Network Booting FreeBSD

Standard

Installing an operating system is easy for a computer or two.  What about installing for multiples of them?  In some situations, one wants to save money and time from buying that many boot devices and maintain the disk images separately.  Network boot comes handy.  It is relatively easy with FreeBSD, especially since we do not need whatever RAM disk image just to load whatever drivers.

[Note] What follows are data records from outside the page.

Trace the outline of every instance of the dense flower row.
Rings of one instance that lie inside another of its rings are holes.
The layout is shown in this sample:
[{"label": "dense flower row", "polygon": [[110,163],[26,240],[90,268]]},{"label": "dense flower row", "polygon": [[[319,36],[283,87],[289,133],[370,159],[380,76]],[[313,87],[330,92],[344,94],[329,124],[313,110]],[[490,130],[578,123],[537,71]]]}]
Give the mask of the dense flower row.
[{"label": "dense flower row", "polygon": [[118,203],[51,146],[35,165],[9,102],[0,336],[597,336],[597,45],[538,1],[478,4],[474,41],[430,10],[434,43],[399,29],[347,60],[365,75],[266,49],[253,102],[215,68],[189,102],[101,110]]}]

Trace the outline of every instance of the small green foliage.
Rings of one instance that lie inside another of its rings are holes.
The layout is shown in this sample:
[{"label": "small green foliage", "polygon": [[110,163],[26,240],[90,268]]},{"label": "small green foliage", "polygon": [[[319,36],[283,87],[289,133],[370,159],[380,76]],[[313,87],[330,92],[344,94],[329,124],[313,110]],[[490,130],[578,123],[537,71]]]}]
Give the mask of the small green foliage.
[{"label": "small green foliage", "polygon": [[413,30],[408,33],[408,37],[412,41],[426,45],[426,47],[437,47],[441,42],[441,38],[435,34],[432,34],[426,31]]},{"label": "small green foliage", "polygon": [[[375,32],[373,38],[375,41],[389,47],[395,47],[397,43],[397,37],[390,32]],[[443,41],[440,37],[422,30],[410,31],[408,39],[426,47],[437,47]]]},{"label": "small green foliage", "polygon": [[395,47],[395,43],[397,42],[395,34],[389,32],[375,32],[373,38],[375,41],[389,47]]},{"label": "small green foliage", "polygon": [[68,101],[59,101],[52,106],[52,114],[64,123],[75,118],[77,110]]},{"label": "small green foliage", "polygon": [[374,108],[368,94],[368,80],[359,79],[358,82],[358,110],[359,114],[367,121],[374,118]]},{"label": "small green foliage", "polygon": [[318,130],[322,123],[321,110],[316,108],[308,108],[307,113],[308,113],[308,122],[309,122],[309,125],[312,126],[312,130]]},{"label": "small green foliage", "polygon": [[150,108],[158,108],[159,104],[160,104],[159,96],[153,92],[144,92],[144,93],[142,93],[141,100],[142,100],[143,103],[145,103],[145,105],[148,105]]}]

The idea is, we have one computer holding the disk image, and let other computers obtain the image from there and start their journeys.  We first let these computers obtain their network information.  Together with the network configuration, these computers also get the location to download the network boot loader.  With the network boot loader, they will able to mount a network file system.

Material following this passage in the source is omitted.